Yüce Allah, Hz. Peygamber'e, Hz. Ali'yi insanlara göstermesini ve onu veli edinmenin, ona itaat etmenin herkese farz olduğunu onlar duyurmasını emretti. Bu arada vahiy, kincilerin ve kıskançların şerrine karşı kendisinin korunacağını da Hz. Peygamber'e garanti ediyordu. Kalabalığın başı Cuhfe yakınlarına kadar varmıştı. Peygamber (s.a.a) önde gidenlerin geri döndürülmelerini ve geridekilerin de yerlerinde kalmalarını istedi. Burası, daha önce hiç kimse tarafından konaklama yeri olarak kullanılmamıştı. Eğer vahiy gelmeseydi, Peygamber (s.a.a) de burada konaklamayı düşünmüyordu. Sonra kalabalığın ortasında durdu ve herkesin duyacağı yüksek bir sesle şöyle buyurdu:
"Ey insanlar! Davet edilip de daveti kabul etmiş gibiyim. Size iki ağır emanet bırakıyorum. Biri Allah'ın Kitabı, diğeri de Ehl-i Beyt'im. Benden sonra bunlara karşı nasıl bir tavır takınacağınıza bakın. Bu ikisi havuz başında Benimle buluşuncaya kadar birbirlerinden ayrılmazlar."

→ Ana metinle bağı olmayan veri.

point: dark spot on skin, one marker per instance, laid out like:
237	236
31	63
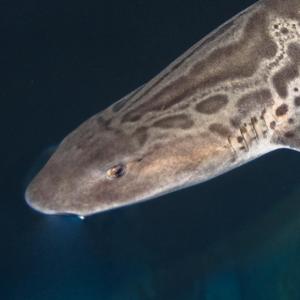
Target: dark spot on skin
235	122
178	121
282	110
254	101
116	171
235	61
220	129
212	105
240	139
297	101
273	125
284	30
289	134
141	135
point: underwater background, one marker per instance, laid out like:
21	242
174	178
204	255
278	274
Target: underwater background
234	237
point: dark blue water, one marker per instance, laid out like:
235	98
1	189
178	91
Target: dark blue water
235	237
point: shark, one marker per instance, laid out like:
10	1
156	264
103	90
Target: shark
229	99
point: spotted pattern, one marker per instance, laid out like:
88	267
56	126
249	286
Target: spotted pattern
212	105
178	121
221	65
220	129
254	101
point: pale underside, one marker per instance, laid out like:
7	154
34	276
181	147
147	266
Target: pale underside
232	97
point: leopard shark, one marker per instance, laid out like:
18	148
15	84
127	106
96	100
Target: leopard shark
231	98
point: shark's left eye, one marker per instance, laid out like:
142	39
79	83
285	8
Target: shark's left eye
116	171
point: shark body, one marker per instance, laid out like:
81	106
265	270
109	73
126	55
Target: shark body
230	98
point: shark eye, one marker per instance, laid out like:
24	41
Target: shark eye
116	171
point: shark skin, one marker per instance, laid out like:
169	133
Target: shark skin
230	98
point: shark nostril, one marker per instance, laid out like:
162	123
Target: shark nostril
116	171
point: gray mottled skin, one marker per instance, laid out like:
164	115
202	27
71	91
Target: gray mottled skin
232	97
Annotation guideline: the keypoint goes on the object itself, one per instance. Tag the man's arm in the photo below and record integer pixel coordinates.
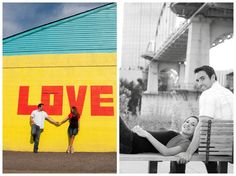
(185, 157)
(31, 120)
(52, 121)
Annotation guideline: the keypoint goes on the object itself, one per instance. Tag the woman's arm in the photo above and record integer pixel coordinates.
(159, 146)
(63, 121)
(162, 148)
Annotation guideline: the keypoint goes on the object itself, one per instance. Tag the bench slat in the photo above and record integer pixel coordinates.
(159, 157)
(216, 153)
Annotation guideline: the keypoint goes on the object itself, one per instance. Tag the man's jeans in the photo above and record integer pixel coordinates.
(36, 131)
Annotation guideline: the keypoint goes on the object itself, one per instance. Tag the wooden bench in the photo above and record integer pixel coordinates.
(216, 144)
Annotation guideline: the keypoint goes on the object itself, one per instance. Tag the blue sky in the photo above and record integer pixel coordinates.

Ardından şunları söyledi: "Allah Benim mevlâmdır ve Ben de her mü'min erkek ve kadının mevlâsıyım." Bunu dedikten sonra Ali'nin elinden tuttu ve şöyle dedi: "Ben kimin mevlâsıysam, işte Ali de onun mevlâsıdır. Allah'ım! Onu veli ve dost edineni Sen de veli ve dost edin. Ona düşman olana Sen de düşman ol. Ona yardım edene yardım et. Onu yalnız bırakıp yardım etmeyeni Sen de yalnız bırak ve yardım etme. Nereye giderse gitsin, hakkın onunla beraber olmasını sağla. Dikkat edin! Bu sözlerimi burada bulunanlar, burada bulunmayanlara ulaştırsınlar."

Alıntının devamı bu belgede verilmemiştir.